Another option is to look into the expat health coverage offered through AARO, a US expat association based in Paris. AARO?s Health Care Program for Expatriate America

You need to be a member of AARO to take out the health coverage, but it is designed to meet the requirements of most visas. There are also other advantages of AARO membership that may be of interest to you.
Cheers,
Bev


----------



## beppi

Any residence permit is indeed contingent on having a health insurance - but only one from a GERMAN provider, following the German rules will work!
If you cannot join the public health insurance scheme (which would would charge depending on income between €300 and €700/month, regardless of pre-existing conditions, and is in most regards the best solution), there are literally hundreds of private insurers you could contact. Some of them might take you with a "risk remium" for your condition, some might take you excluding any treatment for the condition (which then you'd have to pay yourself), and all HAVE TO (by law!) accept you into the "Basistarif" which covers everything in the same way as the public system and costs around €700/month.
The rules, especially about who can join the public system, are extremely complicated and there is no authority to explain it or help you achieve your rights, so you have to get it on your own.

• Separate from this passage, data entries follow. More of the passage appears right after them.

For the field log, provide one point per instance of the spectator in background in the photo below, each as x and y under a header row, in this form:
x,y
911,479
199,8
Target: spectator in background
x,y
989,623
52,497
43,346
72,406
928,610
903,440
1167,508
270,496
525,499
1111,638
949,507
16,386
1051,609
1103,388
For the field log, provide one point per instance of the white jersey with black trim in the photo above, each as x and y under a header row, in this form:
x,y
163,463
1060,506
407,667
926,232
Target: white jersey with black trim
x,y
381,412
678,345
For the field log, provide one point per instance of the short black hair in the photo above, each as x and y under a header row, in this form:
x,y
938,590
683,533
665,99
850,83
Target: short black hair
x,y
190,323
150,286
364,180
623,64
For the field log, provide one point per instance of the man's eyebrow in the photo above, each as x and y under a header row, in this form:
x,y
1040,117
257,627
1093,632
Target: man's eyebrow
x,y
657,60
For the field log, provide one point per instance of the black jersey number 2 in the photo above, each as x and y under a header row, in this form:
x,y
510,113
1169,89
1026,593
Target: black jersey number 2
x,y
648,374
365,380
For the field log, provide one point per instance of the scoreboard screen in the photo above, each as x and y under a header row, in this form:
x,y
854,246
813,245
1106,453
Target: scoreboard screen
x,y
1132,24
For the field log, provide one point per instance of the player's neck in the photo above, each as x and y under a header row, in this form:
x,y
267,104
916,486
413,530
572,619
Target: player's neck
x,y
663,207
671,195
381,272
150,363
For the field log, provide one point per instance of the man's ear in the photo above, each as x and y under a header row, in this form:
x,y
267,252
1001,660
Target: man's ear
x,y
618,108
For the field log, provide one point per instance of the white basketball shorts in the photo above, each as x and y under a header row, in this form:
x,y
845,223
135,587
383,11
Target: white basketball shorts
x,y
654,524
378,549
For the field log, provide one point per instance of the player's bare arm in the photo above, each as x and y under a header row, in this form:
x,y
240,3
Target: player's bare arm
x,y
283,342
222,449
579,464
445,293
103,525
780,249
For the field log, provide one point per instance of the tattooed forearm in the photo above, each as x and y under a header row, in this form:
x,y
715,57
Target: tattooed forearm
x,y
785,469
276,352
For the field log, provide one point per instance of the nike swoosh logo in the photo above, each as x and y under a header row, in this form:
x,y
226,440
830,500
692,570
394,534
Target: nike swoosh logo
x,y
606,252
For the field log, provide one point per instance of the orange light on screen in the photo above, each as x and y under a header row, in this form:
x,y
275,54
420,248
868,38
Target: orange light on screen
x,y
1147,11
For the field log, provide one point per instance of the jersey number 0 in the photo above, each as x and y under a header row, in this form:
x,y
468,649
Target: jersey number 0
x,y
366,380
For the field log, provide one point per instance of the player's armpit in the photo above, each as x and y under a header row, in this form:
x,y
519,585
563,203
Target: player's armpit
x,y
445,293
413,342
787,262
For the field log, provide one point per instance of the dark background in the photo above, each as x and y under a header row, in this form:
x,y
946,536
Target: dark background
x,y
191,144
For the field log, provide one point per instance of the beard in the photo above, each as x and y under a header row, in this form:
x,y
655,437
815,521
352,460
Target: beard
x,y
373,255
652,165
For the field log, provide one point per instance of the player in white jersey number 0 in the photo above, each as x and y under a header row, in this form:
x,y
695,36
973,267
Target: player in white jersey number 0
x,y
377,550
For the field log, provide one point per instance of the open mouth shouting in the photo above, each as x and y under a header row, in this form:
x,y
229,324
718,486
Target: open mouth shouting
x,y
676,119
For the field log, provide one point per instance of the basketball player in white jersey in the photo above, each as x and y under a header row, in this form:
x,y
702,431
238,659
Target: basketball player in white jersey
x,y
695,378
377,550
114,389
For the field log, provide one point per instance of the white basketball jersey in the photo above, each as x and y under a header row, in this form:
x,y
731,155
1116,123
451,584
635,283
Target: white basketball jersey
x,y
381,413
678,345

Remark: The above rates are for self-employed. Employees pay half of this, the employer the other half, and different rates apply for certain people (e.g. unemployed, students, retirees).


----------



## catrading

I really am lost on this, since I wasn't expecting to pay such an exorbitant amount for health coverage. I understand that I will need to get some insignificant coverage that will exclude my condition to qualify for residence permit and begin my self-employment. Thank you again to all for your replies. I am curious - are all EU states similar? I read that Spain has similar rules. I'm curious if all of EU is like this for those that want to take up residence for self=employment. Yes?


----------